Fundamentally you need to fuse data into a new index which only holds the latest information for each user. You can then query that index to determine the breakdown of vote types.

matrix1 · October 1, 2020, 1:38pm

@Mark_Harwood thank you understood. is it any way possible to do in a query without Transform API ?

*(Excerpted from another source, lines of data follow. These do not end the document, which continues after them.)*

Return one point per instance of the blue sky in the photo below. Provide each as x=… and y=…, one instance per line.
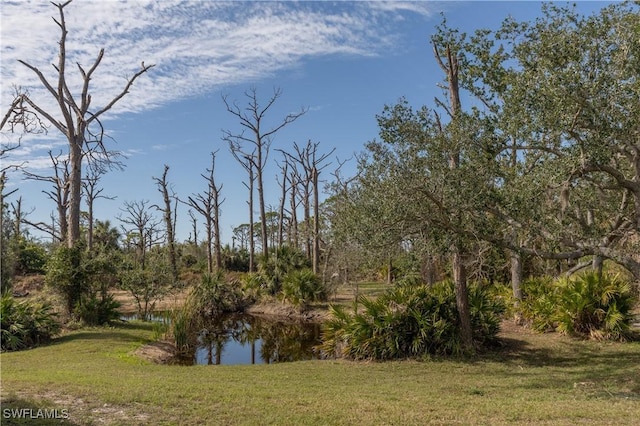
x=342, y=60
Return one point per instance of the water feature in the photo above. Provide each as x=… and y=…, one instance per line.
x=247, y=339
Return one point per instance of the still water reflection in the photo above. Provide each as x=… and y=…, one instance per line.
x=245, y=339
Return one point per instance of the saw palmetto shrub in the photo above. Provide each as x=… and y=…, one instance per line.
x=302, y=287
x=595, y=305
x=25, y=323
x=409, y=321
x=590, y=304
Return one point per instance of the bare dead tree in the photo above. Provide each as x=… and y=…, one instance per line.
x=59, y=193
x=142, y=227
x=168, y=216
x=447, y=58
x=311, y=164
x=208, y=203
x=284, y=169
x=194, y=227
x=76, y=122
x=92, y=192
x=252, y=119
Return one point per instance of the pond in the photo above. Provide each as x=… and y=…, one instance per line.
x=246, y=339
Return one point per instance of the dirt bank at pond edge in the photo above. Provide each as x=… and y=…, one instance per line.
x=282, y=311
x=160, y=352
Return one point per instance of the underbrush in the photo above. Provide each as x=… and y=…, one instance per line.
x=592, y=305
x=26, y=323
x=410, y=321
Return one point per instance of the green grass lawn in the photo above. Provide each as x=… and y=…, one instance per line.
x=532, y=379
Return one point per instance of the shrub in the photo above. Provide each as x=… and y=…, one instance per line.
x=214, y=295
x=409, y=321
x=280, y=262
x=588, y=304
x=302, y=287
x=539, y=303
x=146, y=286
x=66, y=273
x=595, y=305
x=93, y=310
x=25, y=324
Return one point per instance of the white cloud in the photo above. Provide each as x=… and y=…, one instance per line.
x=198, y=46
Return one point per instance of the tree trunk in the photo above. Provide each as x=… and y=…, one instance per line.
x=209, y=226
x=252, y=244
x=75, y=192
x=263, y=213
x=316, y=222
x=462, y=300
x=293, y=231
x=516, y=275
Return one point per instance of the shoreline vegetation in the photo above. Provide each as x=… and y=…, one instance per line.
x=97, y=374
x=112, y=375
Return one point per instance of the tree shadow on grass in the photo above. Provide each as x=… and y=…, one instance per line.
x=17, y=411
x=123, y=331
x=596, y=369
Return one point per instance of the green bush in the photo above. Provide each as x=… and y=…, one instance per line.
x=280, y=262
x=31, y=257
x=94, y=310
x=67, y=274
x=302, y=287
x=214, y=295
x=25, y=324
x=589, y=304
x=409, y=321
x=595, y=305
x=539, y=303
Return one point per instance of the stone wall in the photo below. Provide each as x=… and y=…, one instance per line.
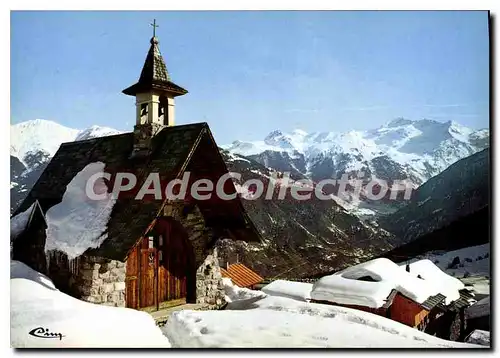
x=209, y=289
x=101, y=281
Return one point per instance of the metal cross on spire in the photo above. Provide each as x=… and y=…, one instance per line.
x=154, y=27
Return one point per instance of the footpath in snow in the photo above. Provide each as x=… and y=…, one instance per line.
x=38, y=307
x=254, y=320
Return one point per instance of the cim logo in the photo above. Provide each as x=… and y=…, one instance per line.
x=41, y=332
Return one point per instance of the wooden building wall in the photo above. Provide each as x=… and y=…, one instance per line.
x=406, y=311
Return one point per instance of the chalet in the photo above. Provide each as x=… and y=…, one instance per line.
x=419, y=295
x=241, y=275
x=152, y=253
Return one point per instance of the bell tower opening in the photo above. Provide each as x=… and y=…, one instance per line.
x=155, y=94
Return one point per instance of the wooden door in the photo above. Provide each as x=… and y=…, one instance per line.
x=160, y=270
x=175, y=267
x=148, y=274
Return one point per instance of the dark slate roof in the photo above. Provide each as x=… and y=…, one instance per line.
x=172, y=149
x=466, y=299
x=154, y=75
x=433, y=301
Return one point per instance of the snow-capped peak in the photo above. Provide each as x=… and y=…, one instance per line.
x=41, y=138
x=421, y=148
x=38, y=135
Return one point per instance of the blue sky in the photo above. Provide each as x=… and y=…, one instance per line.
x=249, y=73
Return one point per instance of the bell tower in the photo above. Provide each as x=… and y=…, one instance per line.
x=154, y=94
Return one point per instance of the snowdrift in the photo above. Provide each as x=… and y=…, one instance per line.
x=57, y=320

Mark_Harwood · October 1, 2020, 2:57pm

How many unique user IDs do you have?

matrix1 · October 1, 2020, 5:07pm

@Mark_Harwood this for user poll aggregation so we have more user so no fixed count

Mark_Harwood · October 1, 2020, 5:09pm

Rough guess on largest numbers?

matrix1 · October 1, 2020, 5:21pm

@Mark_Harwood maybe 10000 - 12000

Mark_Harwood · October 2, 2020, 8:41am

The good news is that's sufficiently small that you may be able to get away with doing it in one search request without needing the transform API. When numbers are in the millions it requires too much memory.
The bad news is it's essentially a programming activity on your part. The scripted_metric gives you the framework to have custom scripts collect search result data from data nodes and fuse these at the coordinating node for a final result. It will involve the use of temporary maps etc. to organise results into buckets.

matrix1 · October 2, 2020, 10:05am

@Mark_Harwood thank you for the solution. I am new to scripted metrics and checking on the documentation now. Will be helpful if u can provide a sample script for this user based lastest aggregation using scripted metrics to get each vote count

system · October 30, 2020, 10:05am

This topic was automatically closed 28 days after the last reply. New replies are no longer allowed.